Multiple runs confirmed these findings.

Later changing the access specs to a more real world scenario VMware's proposition became more and more true, the values approached each other. At 60% random IO both adapters managed roughly 300 IOPS at 10% CPU load.

Conclusion

I cannot conclude much as I know too little about the storage configuration. However I wanted to see what happened if I scaled up a little. Using the very same storage I deployed a NexentaStor CE, gave it 16GB Ram for caching and 2 VMDKs on the same datastores as the initial VM (each Eager Zeroed Thick) and configured a Raid0-ZPool. I configured 4 zVol LUNs inside the storage appliance and handed them out via iSCSI, migrated the W2K8 VM into the provided storage (and nested ESXi for that matter, just to make it a little more irrelevant) and ran the same tests again. Now utilizing multiple layers of caching I got quite different values:

pvscsi: Avg Latency 1.59ms, Avg IOPS 626, Avg CPU Load 11%
LSI: Avg Latency 1.72ms, Avg IOPS 582, Avg CPU Load 21%

The performance impact is indeed insignificant, none of this is interesting for enterprise workloads. The CPU utilization difference is significant however, as it nearly doubles! As I said before all of this is irrelevant and pretty much a waste of time, it just shows that the platform doesn't have the bang properly make use of a paravirualized scsi controller to begin with. To me that is a little disappointing and an eye opener.

Follow up

Overriding capacity management I migrated the VM onto a production cluster to see whether the storage systems there are a bit more capable. However again the results are not what I expected:

pvscsi: Avg Latency 0.58ms, Avg IOPS 1708, Avg CPU Load 17%
LSI: Avg Latency 0.47ms, Avg IOPS 2126, Avg CPU Load 21%

Again I conclude that none of this is relevant, unfortunately, and I'm going to have to go into questioning the engineering team who set up this storage platform to find some answers as to how they decided what to set up.

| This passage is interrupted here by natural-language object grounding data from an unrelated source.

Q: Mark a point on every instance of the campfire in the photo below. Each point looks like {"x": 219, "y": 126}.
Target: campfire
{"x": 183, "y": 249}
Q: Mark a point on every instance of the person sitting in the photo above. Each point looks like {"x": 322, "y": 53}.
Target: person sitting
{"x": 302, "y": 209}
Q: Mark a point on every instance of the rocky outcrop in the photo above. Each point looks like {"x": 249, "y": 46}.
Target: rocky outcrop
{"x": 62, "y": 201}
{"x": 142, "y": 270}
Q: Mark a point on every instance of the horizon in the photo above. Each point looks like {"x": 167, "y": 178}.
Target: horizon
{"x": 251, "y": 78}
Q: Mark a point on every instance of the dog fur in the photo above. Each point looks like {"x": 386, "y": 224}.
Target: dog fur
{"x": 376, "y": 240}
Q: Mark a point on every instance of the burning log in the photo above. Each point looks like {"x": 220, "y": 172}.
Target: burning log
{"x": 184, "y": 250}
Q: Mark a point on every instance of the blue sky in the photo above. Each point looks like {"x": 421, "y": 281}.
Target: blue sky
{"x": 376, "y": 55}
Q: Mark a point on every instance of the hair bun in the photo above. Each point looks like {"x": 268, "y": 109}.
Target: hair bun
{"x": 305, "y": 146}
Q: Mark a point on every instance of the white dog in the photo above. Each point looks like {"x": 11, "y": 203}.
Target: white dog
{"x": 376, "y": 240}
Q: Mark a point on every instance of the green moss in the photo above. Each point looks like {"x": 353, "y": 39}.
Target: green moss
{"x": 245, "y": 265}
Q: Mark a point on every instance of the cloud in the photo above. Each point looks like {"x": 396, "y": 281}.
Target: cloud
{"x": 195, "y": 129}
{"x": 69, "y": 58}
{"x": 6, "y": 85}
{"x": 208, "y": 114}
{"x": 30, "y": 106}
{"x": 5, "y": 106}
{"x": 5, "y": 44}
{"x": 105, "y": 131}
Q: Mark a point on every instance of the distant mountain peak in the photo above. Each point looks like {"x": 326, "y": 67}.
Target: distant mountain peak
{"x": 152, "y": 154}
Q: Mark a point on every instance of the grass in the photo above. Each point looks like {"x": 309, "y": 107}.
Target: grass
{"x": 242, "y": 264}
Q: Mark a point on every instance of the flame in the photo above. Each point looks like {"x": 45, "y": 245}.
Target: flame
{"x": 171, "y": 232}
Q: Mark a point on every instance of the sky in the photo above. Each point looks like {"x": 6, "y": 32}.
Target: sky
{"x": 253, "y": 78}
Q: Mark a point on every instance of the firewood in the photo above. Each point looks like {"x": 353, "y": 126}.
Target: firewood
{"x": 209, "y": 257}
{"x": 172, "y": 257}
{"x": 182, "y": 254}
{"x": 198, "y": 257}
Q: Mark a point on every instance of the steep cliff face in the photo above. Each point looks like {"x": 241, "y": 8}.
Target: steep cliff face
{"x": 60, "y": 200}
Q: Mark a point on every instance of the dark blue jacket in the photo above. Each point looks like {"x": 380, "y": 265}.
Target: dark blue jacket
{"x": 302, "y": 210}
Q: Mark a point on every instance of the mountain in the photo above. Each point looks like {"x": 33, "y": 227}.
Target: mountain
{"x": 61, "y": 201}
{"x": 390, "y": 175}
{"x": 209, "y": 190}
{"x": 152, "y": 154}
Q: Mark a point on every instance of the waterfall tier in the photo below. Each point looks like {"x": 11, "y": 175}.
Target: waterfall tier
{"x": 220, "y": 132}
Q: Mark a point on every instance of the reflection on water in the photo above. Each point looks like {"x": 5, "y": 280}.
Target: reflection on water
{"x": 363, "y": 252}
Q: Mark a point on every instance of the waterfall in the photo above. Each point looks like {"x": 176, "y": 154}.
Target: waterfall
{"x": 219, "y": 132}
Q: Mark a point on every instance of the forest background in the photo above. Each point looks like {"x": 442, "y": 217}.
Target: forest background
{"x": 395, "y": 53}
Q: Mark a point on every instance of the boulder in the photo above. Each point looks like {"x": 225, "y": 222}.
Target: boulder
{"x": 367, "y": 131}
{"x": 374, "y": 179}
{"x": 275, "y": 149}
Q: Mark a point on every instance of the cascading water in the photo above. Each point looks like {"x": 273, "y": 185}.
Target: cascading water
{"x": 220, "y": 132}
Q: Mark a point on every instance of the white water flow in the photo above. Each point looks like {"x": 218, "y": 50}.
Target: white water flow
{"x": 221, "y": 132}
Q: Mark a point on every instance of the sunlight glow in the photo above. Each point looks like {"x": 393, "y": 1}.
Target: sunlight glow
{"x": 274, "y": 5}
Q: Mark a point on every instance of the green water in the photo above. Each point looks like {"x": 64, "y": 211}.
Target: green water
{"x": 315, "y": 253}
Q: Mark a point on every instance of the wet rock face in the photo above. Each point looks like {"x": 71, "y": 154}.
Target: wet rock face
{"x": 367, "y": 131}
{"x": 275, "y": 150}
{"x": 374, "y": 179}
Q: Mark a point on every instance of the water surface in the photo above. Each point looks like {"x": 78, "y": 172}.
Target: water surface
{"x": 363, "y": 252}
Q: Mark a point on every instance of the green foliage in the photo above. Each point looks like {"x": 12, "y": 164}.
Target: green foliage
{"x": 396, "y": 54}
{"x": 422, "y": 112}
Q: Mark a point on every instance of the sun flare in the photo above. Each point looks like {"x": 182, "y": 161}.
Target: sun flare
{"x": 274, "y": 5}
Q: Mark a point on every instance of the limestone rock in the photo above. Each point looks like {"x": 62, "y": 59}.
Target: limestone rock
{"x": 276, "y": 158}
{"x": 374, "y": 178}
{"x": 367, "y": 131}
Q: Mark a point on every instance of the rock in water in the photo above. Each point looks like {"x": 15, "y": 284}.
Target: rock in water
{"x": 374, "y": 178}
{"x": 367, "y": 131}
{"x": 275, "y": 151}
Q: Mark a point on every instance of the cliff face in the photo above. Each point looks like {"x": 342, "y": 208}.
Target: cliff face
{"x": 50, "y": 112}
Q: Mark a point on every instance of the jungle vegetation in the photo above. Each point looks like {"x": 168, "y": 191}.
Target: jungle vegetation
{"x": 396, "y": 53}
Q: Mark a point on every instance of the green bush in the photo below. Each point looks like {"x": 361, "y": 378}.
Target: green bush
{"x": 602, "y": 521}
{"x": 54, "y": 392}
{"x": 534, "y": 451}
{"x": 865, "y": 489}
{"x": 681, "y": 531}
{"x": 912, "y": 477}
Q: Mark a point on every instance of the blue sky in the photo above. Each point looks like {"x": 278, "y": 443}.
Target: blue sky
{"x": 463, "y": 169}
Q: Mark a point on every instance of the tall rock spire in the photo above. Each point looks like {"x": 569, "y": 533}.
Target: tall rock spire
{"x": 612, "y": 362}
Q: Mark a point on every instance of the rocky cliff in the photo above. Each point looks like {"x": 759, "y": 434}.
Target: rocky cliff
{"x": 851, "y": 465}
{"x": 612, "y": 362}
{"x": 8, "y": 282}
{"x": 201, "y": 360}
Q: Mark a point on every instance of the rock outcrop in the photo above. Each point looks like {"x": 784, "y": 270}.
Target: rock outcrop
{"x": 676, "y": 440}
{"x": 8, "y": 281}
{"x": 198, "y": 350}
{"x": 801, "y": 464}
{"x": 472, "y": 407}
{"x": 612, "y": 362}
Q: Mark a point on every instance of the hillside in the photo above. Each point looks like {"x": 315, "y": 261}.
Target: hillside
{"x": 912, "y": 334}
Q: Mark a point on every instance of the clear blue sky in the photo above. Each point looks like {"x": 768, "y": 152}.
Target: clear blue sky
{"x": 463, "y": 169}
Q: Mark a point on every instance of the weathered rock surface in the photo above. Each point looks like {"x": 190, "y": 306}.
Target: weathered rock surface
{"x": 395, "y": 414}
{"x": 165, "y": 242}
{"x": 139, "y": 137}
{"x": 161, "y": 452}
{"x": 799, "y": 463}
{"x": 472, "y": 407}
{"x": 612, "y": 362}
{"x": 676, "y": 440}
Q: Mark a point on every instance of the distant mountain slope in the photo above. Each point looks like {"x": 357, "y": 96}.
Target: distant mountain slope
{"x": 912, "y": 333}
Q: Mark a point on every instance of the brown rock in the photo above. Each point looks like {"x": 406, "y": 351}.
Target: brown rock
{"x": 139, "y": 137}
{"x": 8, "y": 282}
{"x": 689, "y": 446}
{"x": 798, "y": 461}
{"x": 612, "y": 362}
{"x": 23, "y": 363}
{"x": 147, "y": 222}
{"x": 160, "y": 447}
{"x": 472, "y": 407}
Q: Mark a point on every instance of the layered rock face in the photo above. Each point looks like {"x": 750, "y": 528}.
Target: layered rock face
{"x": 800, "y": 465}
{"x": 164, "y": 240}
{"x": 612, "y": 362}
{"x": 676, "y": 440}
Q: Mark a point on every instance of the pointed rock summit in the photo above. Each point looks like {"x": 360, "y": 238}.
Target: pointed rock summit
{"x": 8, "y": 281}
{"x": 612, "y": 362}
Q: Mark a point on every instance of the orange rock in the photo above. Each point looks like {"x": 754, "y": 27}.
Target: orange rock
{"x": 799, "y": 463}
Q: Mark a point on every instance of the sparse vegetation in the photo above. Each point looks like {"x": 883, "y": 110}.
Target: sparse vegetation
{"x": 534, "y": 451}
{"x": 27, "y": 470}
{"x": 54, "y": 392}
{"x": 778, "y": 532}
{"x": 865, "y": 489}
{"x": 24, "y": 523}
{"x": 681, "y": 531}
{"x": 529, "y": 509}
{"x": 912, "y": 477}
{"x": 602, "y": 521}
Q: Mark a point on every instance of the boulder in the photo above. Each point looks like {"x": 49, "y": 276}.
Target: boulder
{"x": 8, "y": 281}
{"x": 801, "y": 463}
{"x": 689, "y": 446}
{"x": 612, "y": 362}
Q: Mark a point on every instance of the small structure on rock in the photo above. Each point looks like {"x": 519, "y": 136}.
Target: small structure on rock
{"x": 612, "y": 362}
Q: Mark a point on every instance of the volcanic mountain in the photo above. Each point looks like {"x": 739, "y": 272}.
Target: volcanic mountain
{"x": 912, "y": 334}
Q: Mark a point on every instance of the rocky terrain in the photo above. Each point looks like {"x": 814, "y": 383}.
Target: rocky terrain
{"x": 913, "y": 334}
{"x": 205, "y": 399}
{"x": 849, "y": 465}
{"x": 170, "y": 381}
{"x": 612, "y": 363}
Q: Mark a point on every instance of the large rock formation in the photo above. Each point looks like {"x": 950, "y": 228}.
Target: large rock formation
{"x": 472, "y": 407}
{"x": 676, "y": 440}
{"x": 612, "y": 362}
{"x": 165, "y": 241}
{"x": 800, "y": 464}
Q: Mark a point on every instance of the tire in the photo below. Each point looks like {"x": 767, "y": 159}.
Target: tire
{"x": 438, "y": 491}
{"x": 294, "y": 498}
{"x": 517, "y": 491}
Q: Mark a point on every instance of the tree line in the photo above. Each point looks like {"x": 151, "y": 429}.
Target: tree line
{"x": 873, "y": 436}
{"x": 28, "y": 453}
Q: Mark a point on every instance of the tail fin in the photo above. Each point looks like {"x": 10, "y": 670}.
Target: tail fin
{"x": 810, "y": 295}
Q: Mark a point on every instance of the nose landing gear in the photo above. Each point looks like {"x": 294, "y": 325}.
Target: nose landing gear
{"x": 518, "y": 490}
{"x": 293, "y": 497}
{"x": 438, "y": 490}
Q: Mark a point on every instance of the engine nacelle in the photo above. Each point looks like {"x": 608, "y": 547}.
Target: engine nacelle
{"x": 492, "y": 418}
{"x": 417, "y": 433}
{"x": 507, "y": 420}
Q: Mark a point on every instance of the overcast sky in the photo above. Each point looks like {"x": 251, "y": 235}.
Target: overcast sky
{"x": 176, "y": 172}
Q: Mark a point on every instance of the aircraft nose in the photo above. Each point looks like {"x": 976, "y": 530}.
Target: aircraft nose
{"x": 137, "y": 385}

Invalid configuration for device '0'

This dreaded message came upon me just now when I tried to reconnect a VM. I had previously shut this VM down, exported it as a OVF and imported it into a test environment to run some iometer tests against a more powerful storage to compare pvscsi performance to LSI Logic SAS. After the test environment's trial license expired I threw the entire thing away and wanted to reconnect me original VM, only to find the above mentioned dreaded message.

Following VMware's KB 2014469 on this issue I first verified that the VM was indeed connected to a free port. I then migrated it using VMotion to a different host, still no good. The third option did however do the trick and thus helped me learn something new about ESXi. It can in fact reload a VMs configuration at runtime and thus resync it with vCenter. And thanks to awk being available Option 3 can easily be shorted to a one-liner:

vim-cmd vmsvc/reload $(vim-cmd vmsvc/getallvms | grep -i VMNAME | awk '{print $1}')

Friday, May 17, 2013

Migrate vSphere 4.1 to new host and fresher infra - follow up

Recently I moved an oldish 4.1 environment to a new base of operations. The process was fairly straight forward, but a few minor things I think are worth mentioning as a follow up.

Update Manager

So I did not disable the old Update Manager installation before moving the entire thing to a new host. I had already decided to go without UM for the new setup and had not spared a thought on the consequences. Furthermore when I had originally set up the old environment, I had failed to follow the best practices and had used IP addresses instead of FQDNs throughout the setup.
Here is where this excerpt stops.